Ausentes, justificadamente, o Sr. Ministro Hamilton Carvalhido, e, nesta assentada, o Sr. Ministro Francisco Falcão, Relator.
Brasília (DF), 24 de junho de 2008(Data do Julgamento)
MINISTRO LUIZ FUX
Relator p/ Acórdão
RECURSO ESPECIAL Nº 976.730 - RS (2007/0183280-0)
RELATÓRIO
O EXMO. SR. MINISTRO FRANCISCO FALCÃO: B.O.F.D.S. ajuizou ação de indenização contra o CONSELHO REGIONAL DO ESTADO DO RIO GRANDE DO SUL visando à condenação do réu ao pagamento de indenização por dano moral, em decorrência de fatos revelados por A.C.B.G., dos quais teve ciência, segunda afirmava, por ser conselheiro do réu.
O feito foi extinto, sem julgamento de mérito, por falta de interesse jurídico do autor, tendo em conta anterior demanda ajuizada por ele, contra o referido médico, pelos mesmos fatos indicados na inicial em questão (fls. 311/12).

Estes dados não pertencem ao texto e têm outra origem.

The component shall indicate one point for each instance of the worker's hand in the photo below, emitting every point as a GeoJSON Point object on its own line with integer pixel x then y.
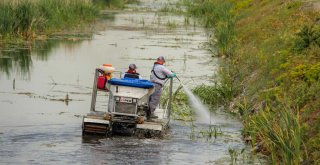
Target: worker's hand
{"type": "Point", "coordinates": [173, 75]}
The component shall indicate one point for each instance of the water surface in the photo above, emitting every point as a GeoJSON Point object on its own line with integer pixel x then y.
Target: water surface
{"type": "Point", "coordinates": [38, 126]}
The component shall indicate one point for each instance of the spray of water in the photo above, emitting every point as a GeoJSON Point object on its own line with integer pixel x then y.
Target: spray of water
{"type": "Point", "coordinates": [202, 111]}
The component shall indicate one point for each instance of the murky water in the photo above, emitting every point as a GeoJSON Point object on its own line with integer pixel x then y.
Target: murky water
{"type": "Point", "coordinates": [38, 126]}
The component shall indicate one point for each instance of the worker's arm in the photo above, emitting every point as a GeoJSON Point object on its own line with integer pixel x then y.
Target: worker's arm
{"type": "Point", "coordinates": [168, 73]}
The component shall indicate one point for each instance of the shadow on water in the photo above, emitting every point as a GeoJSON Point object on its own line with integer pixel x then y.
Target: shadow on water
{"type": "Point", "coordinates": [18, 61]}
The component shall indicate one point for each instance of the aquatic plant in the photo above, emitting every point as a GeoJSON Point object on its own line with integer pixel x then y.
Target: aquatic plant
{"type": "Point", "coordinates": [212, 131]}
{"type": "Point", "coordinates": [273, 69]}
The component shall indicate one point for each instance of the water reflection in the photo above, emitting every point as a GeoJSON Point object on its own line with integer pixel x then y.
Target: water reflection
{"type": "Point", "coordinates": [17, 62]}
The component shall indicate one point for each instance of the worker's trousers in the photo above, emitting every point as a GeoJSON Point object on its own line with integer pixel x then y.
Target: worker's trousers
{"type": "Point", "coordinates": [154, 99]}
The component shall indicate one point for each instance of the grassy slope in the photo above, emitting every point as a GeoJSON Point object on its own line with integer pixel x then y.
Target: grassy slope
{"type": "Point", "coordinates": [273, 73]}
{"type": "Point", "coordinates": [277, 77]}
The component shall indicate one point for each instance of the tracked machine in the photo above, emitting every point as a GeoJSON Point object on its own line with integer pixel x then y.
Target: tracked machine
{"type": "Point", "coordinates": [127, 105]}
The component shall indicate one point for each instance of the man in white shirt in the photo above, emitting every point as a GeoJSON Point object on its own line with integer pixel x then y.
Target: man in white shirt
{"type": "Point", "coordinates": [158, 76]}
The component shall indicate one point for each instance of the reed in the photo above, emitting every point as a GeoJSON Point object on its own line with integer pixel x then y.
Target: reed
{"type": "Point", "coordinates": [26, 18]}
{"type": "Point", "coordinates": [281, 135]}
{"type": "Point", "coordinates": [217, 14]}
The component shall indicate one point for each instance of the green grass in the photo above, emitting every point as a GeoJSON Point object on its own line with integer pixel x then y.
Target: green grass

Reformando tal entendimento, o Tribunal Regional Federal da 4ª Região decidiu a lide nos termos da seguinte ementa:
"ADMINISTRATIVO. PROCESSUAL CIVIL. AÇÃO CONTRA O AUTOR DO FATO DANOSO JULGADA IMPROCEDENTE. RESPONSABILIDADE OBJETIVA. AÇÃO DE REGRESSO.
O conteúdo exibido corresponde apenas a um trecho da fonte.